Editor’s note: This writing prompt (along with a whole lot of life) brought on a month long bout of writers block. When I was talking about the prompt with my sister Alyssa she suggested that some people in the world find some of the nicest people the worst. She gave me this idea.
# 52 Write a short story in which you are the villain.

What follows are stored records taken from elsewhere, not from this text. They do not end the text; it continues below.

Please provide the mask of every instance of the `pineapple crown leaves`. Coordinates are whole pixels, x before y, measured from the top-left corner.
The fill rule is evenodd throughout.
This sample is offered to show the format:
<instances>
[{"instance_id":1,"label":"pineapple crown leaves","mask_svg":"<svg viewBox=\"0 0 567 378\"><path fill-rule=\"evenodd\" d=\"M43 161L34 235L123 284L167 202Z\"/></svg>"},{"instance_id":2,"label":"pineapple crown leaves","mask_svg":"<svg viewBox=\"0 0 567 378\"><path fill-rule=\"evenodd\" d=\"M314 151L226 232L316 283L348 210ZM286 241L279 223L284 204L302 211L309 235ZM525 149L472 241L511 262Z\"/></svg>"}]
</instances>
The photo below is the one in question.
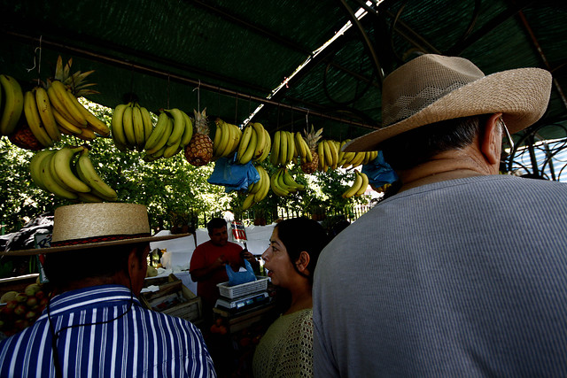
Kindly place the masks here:
<instances>
[{"instance_id":1,"label":"pineapple crown leaves","mask_svg":"<svg viewBox=\"0 0 567 378\"><path fill-rule=\"evenodd\" d=\"M89 87L97 85L96 83L85 82L85 79L87 78L87 76L94 73L95 70L87 71L85 73L77 71L71 74L70 73L72 65L73 58L69 58L67 63L63 66L63 58L59 55L57 59L57 64L55 65L55 74L53 75L53 78L47 80L47 85L50 85L50 81L53 81L54 80L58 80L67 88L71 89L71 91L75 96L75 97L100 93L94 89L89 89Z\"/></svg>"}]
</instances>

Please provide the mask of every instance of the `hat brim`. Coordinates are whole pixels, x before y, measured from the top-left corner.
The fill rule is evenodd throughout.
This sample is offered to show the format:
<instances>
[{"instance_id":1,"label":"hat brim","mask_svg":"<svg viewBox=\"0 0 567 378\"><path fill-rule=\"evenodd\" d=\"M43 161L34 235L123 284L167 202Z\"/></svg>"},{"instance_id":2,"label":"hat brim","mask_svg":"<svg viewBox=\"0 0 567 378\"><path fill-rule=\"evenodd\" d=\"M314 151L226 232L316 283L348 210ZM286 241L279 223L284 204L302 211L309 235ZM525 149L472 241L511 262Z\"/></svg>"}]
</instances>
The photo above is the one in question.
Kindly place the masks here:
<instances>
[{"instance_id":1,"label":"hat brim","mask_svg":"<svg viewBox=\"0 0 567 378\"><path fill-rule=\"evenodd\" d=\"M99 243L89 243L84 244L74 244L74 245L62 245L60 247L49 247L49 248L33 248L29 250L18 250L18 251L0 251L0 255L4 256L33 256L43 253L53 252L64 252L67 251L76 250L87 250L90 248L107 247L110 245L120 244L134 244L139 243L153 243L162 240L176 239L178 237L189 236L191 234L175 234L167 235L163 236L147 236L147 237L136 237L132 239L114 240L111 242L99 242Z\"/></svg>"},{"instance_id":2,"label":"hat brim","mask_svg":"<svg viewBox=\"0 0 567 378\"><path fill-rule=\"evenodd\" d=\"M421 126L480 114L502 113L510 134L545 113L552 76L540 68L517 68L484 76L447 93L414 115L345 144L346 152L376 150L386 139Z\"/></svg>"}]
</instances>

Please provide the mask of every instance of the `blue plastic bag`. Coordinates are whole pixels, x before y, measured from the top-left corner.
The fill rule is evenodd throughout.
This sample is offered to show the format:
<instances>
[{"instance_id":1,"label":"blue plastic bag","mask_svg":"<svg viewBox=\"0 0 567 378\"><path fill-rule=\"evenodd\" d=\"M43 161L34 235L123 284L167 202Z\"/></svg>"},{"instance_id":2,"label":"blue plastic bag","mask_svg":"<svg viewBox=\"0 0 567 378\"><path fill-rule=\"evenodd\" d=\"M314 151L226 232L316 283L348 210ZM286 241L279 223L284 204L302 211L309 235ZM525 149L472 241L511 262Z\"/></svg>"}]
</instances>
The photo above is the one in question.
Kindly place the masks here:
<instances>
[{"instance_id":1,"label":"blue plastic bag","mask_svg":"<svg viewBox=\"0 0 567 378\"><path fill-rule=\"evenodd\" d=\"M260 174L252 161L237 164L227 158L220 158L214 163L214 169L206 180L210 184L224 186L227 193L246 190L250 185L259 181Z\"/></svg>"},{"instance_id":2,"label":"blue plastic bag","mask_svg":"<svg viewBox=\"0 0 567 378\"><path fill-rule=\"evenodd\" d=\"M398 174L384 160L382 151L378 151L378 156L374 160L362 166L362 173L369 176L369 183L377 188L398 181Z\"/></svg>"},{"instance_id":3,"label":"blue plastic bag","mask_svg":"<svg viewBox=\"0 0 567 378\"><path fill-rule=\"evenodd\" d=\"M225 266L227 274L229 275L229 286L240 285L241 283L256 281L256 274L254 274L254 270L248 260L245 260L245 266L246 266L245 272L235 272L230 267L230 264Z\"/></svg>"}]
</instances>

There are people who like giving gifts and there are people who like receiving gifts. Then there are people like me who get no joy in giving gifts and feel like they have contracted ebola, avian flu, and mad cow disease when they receive gifts. I hate getting gifts because I immediately feel like I owe this person. I’m not just talking about when your friend give you a fifty dollar sweater when you made them a birthday card by crossing out Merry Christmas on an unused Christmas card. I’m talking about the niceties of someone holding the door open for me. That’s right, I hate it when someone holds the door open for me because I suddenly feel that I need to follow them around all day and hold the door open for them. I try to time entering and leaving buildings so I am not near any people so there is no temptation to go down that niceness spiral. My wife says that this line of thinking would make villains out of do-gooders. I couldn’t agree more! My sister-in-law Heather Bakke is the greatest super-villain in the world. I made the mistake of letting it slip that I liked penguins. Every time she sees a penguin she thinks of me. “Oh, I saw this article on penguins I thought I’d send it to you.” Great, now I have to send her an article on squirrels. That’s what I could do but I don’t because I can’t stand having to send gifts. Why can’t I just be left alone? If I want to find an article on penguins I’ll look it up myself. How would she like it if people started sending her tons of squirrel stuff constantly? I suppose it would make her day. What a sick freak! She lives to find stuff to brighten peoples day. “Oh, in 1999 you mentioned that you like lemons. Here is a stick of lemon flavored gum that I ordered on eBay.” Heaven help the friend of hers that finds themselves in some obscure outpost of the world. “Oh, I heard that your job sent you to Mongolia. I’ve heard that HP sauce is the perfect compliment to yak meat, here are a few bottles to share with your new tribe! Also, I thought you might miss listening to the radio so I taped a few hours of Kool 108. Enjoy!” That is how evil she is. Move to the other side of the planet and you still can’t escape her. Her students must hate her. Ugh…. Heather Bakke is the WORST!!!